GCSE Maths Practice: direct-proportion

Direct Proportion Between Distance and Time

At Higher GCSE level, distance–time questions often involve fractional or decimal time values. These problems test whether you can combine proportional reasoning with accurate arithmetic. The key idea remains the same: when speed is constant, distance and time are directly proportional.

This means that if the time spent travelling increases by a certain factor, the distance travelled increases by the same factor. Understanding this relationship allows you to calculate distances for any given time once the speed is known.
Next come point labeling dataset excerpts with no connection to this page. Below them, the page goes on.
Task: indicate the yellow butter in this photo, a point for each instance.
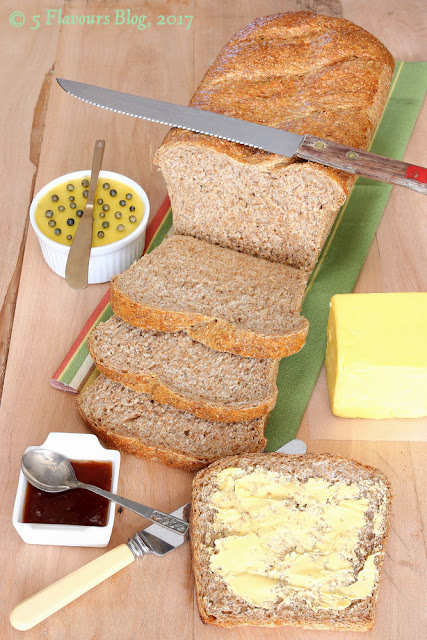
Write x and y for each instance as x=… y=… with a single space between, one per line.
x=279 y=538
x=376 y=356
x=117 y=211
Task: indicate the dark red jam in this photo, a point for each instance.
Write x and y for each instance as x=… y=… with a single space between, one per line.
x=76 y=506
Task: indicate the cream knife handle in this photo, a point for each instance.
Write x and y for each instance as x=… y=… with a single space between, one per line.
x=43 y=604
x=77 y=267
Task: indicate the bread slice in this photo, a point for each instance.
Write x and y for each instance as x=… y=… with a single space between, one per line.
x=296 y=71
x=227 y=300
x=331 y=517
x=135 y=423
x=187 y=375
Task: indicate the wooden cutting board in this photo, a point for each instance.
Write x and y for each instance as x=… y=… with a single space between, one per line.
x=46 y=134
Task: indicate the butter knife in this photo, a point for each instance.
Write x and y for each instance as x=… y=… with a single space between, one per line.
x=285 y=143
x=77 y=267
x=152 y=540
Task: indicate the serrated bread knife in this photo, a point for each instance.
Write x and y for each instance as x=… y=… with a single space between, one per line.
x=152 y=540
x=284 y=143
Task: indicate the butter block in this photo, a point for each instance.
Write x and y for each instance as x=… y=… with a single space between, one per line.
x=376 y=355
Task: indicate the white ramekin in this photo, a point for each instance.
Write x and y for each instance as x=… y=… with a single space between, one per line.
x=75 y=446
x=107 y=261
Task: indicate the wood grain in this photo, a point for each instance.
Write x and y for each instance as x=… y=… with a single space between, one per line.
x=363 y=163
x=41 y=316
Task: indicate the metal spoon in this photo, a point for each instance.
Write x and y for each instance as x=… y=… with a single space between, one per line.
x=77 y=267
x=52 y=472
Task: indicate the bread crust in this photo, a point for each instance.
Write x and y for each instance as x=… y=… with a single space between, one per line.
x=244 y=59
x=137 y=448
x=169 y=456
x=299 y=72
x=327 y=619
x=215 y=333
x=149 y=383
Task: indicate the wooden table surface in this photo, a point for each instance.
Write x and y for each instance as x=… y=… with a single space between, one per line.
x=45 y=133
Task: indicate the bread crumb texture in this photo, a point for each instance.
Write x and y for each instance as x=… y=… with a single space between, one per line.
x=175 y=369
x=135 y=423
x=295 y=71
x=282 y=539
x=228 y=300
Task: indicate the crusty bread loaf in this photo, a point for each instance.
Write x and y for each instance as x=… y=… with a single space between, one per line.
x=187 y=375
x=225 y=299
x=296 y=71
x=135 y=423
x=363 y=492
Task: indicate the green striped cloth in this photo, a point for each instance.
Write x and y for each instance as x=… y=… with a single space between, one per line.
x=336 y=271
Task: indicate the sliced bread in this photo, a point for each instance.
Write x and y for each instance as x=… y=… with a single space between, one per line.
x=187 y=375
x=134 y=423
x=225 y=299
x=289 y=540
x=296 y=71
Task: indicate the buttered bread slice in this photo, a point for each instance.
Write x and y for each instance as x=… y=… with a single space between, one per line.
x=289 y=540
x=227 y=300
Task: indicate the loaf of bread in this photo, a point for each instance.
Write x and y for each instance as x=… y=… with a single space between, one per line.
x=289 y=540
x=134 y=423
x=225 y=299
x=187 y=375
x=299 y=72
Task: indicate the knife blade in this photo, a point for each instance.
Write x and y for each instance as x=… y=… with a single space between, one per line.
x=152 y=540
x=277 y=141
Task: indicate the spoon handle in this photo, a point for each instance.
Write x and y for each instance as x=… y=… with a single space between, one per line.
x=159 y=517
x=76 y=270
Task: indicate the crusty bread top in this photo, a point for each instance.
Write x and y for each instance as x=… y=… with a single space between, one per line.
x=188 y=275
x=219 y=605
x=300 y=72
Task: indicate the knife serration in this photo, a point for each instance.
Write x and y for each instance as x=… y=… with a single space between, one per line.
x=250 y=134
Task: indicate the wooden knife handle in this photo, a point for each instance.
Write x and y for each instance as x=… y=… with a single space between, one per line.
x=43 y=604
x=363 y=163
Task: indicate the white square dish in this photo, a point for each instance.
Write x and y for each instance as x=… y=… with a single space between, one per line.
x=75 y=446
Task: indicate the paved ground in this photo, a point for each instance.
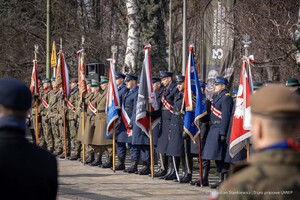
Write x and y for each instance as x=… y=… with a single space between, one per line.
x=80 y=182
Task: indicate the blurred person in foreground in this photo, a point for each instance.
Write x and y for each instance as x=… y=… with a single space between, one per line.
x=273 y=171
x=26 y=170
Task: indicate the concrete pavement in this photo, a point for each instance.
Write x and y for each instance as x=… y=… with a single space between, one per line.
x=80 y=182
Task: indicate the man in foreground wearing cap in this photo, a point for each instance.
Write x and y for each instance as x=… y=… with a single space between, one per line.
x=294 y=85
x=273 y=172
x=215 y=145
x=27 y=171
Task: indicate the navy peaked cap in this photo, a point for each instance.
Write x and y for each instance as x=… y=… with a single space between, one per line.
x=180 y=78
x=130 y=77
x=119 y=75
x=14 y=94
x=155 y=79
x=164 y=74
x=222 y=80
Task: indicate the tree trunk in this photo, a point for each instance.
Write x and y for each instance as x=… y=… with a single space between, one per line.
x=133 y=38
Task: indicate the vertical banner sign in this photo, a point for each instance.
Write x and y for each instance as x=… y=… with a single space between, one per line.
x=217 y=58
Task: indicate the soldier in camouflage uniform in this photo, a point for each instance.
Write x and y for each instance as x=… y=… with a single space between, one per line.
x=72 y=118
x=46 y=139
x=53 y=115
x=273 y=172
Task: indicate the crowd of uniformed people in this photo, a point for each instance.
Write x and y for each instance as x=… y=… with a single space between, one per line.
x=173 y=147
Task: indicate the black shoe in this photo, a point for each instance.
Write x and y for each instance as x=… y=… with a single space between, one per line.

Using Speed to Solve Proportion Problems

The link between distance, speed, and time is given by the formula:

distance = speed × time

Before this formula can be used, the speed must be found. Speed represents the distance travelled in one hour and acts as the unit rate in these problems.

Example: A cyclist travels 45 km in 1.5 hours. Dividing 45 by 1.5 gives a speed of 30 km/h. If the cyclist rides for 4 hours at the same speed, the distance travelled can be calculated by multiplying 30 by 4.

Why Fractional Time Values Matter

Higher-tier questions often use times such as 1.5 hours, 2.25 hours, or 0.75 hours. These values test your ability to divide and multiply accurately with decimals and fractions. Writing out each step clearly helps prevent errors.

Example: If a train travels 150 km in 2.5 hours, the speed is 60 km/h. Travelling for 3.75 hours at this speed would involve multiplying 60 by 3.75.

Common Mistakes to Avoid

• Forgetting to find the speed before calculating distance.
• Multiplying distance by time instead of dividing first.
• Misinterpreting decimal time values.
• Assuming answers must be whole numbers.

A useful sense check is to estimate roughly before calculating. If the time increases from about 1.5 hours to about 2.5 hours, the distance should increase by less than double.

Real-Life Applications

Distance–time proportional reasoning is used frequently in everyday life. Drivers plan journeys, delivery services estimate arrival times, and athletes analyse training performance. For example, if a runner maintains a steady pace of 12 km/h, they will cover 18 km in 1.5 hours and 30 km in 2.5 hours.

Frequently Asked Questions

Does distance always increase in direct proportion to time?
No. This only applies when speed is constant. If speed changes, the relationship is no longer directly proportional.

Is it better to work in fractions or decimals?
Either is acceptable, but choose the form that you find clearer and less error-prone.

Study Tip

For Higher GCSE Maths questions, always write down the speed clearly before finding the distance. This helps organise your working and reduces mistakes under exam pressure.